Au même titre que son compatriote Stieg Larsson, l’auteur de la saga Millénium, Henning Mankell, dont les livres ont été traduits en 35 langues et écoulés à 40 millions d’exemplaires, a contribué à l’engouement pour le polar nordique, caractérisé par une vive critique politique et une dénonciation des inégalités, contrastant avec le modèle scandinave tant vanté. En 2009, le père du commissaire Wallander se classait à la neuvième place des écrivains de fiction les plus vendus en Europe.
Gendre d’Ingmar Bergman dont il a épousé en secondes noces la fille Eva, il partage sa vie entre l’Afrique (le Mozambique) et la Suède à Särö, à quinze kilomètres au sud de Göteborg au bord de la mer ,en écrivant romans, pièces de théâtre et ouvrages pour la jeunesse et où il dirige une troupe de théâtre depuis 1996 : le Teatro Avenida, seule troupe de théâtre professionnelle du pays, qu’il présente lui-même comme la « passion de sa vie » et où il travaille gratuitement.
Le 29 janvier 2014, il apprend qu’il est touché par un cancer qui a été détecté à la gorge et dans le poumon gauche à un stade avancé.
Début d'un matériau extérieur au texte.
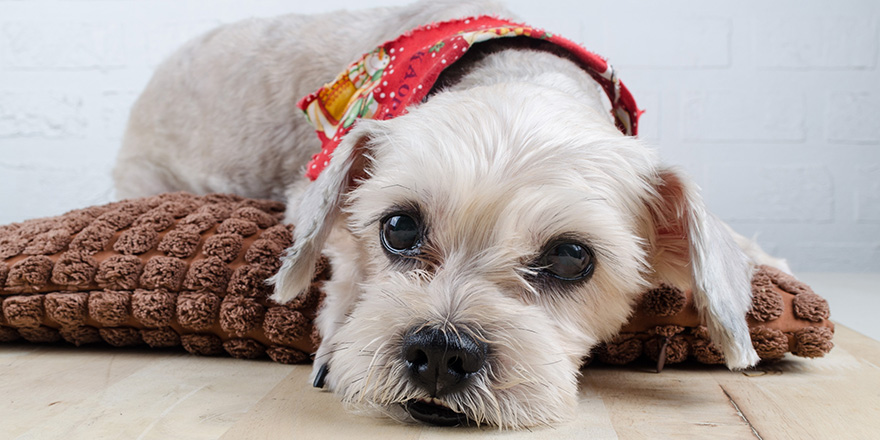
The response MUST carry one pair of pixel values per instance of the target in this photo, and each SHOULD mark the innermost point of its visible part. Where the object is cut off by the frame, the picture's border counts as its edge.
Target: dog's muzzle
(441, 362)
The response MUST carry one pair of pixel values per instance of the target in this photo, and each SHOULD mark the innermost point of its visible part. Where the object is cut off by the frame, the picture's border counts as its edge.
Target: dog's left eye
(401, 234)
(568, 261)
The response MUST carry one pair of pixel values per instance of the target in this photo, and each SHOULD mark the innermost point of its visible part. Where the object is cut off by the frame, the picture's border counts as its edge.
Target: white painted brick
(773, 194)
(841, 256)
(772, 116)
(853, 117)
(649, 122)
(68, 45)
(677, 43)
(42, 114)
(868, 194)
(39, 192)
(115, 108)
(793, 42)
(164, 38)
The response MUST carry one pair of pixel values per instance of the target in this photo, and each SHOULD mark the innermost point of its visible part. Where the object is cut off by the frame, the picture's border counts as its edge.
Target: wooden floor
(61, 392)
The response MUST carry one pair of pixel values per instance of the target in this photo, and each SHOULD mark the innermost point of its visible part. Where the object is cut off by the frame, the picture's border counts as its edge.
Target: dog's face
(496, 235)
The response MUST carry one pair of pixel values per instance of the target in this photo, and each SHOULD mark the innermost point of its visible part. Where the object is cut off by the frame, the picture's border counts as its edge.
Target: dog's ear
(317, 210)
(689, 247)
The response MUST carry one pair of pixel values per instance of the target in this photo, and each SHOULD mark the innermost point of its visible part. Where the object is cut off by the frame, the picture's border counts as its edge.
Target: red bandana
(384, 82)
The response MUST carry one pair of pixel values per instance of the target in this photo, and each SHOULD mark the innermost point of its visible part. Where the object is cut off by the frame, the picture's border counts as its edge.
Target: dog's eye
(401, 234)
(568, 261)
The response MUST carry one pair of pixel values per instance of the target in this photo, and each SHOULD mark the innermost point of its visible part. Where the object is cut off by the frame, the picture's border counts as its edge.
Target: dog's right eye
(401, 234)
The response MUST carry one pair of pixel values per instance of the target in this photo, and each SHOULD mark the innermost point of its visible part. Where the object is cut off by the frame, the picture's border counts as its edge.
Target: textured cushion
(184, 270)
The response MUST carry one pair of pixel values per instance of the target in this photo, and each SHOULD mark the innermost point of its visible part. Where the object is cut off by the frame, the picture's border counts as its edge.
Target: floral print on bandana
(387, 80)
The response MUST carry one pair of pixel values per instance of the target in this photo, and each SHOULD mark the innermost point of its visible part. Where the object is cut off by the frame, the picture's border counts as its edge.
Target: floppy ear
(692, 248)
(317, 210)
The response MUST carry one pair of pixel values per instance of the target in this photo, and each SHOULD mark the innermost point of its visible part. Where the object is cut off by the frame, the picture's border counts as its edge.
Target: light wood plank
(95, 393)
(147, 396)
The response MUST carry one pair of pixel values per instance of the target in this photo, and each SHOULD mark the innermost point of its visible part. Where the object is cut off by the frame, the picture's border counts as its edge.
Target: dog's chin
(435, 412)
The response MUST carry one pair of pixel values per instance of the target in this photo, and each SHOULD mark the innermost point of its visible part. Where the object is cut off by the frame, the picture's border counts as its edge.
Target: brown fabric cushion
(169, 270)
(184, 270)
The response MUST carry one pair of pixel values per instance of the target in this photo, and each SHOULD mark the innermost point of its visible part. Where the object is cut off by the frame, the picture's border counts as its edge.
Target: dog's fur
(517, 151)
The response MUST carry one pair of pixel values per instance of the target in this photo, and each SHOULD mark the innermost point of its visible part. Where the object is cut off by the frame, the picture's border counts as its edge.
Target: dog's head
(498, 234)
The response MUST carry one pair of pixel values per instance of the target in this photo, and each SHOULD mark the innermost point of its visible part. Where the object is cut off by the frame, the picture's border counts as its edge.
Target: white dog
(482, 243)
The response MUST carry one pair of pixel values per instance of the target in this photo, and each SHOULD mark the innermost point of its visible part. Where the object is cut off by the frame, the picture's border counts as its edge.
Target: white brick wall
(773, 107)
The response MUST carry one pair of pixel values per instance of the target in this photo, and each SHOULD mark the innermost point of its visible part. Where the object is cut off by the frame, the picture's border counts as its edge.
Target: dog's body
(504, 181)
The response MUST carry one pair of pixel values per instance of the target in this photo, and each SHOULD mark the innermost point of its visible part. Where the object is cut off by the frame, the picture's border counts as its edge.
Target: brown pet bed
(184, 270)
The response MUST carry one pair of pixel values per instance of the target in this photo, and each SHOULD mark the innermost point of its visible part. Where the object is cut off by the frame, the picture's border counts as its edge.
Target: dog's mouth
(434, 412)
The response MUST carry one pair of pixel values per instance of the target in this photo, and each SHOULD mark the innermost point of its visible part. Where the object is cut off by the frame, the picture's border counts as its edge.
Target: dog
(482, 243)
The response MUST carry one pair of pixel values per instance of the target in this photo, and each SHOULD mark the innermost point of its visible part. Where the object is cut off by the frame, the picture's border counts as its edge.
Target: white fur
(518, 152)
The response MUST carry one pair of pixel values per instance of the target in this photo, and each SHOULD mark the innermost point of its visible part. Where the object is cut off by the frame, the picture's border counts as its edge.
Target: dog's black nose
(442, 361)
Et il est probable que les métastases aient gagné d’autres parties de son corps Il dit alors : » J’ai tout de suite décidé d’écrire à propos de cette maladie, parce que c’est finalement une douleur et une souffrance qui affectent beaucoup de gens. Mais je vais écrire avec la perspective de la vie, pas de la mort. ».
L’écrivain est suivi à Göteborg, à Sahlgrenska, le plus grand hôpital d’Europe du Nord. Il a été soigné par chimiothérapie durant tout l’été 2014. Malheureusement cette thérapie a touché gravement les reins. Elle fut donc interrompue pour un moment. Les résultats médicaux ont prouvé qu’elle pouvait être reprise à la rentrée.
En parallèle, il a très vite décidé de consacrer désormais ses chroniques à sa bataille contre le cancer.
Il meurt des suites de ce cancer dans la nuit du 4 au 5 octobre 2015 à Göteborg. Henning Mankell avait 67 ans.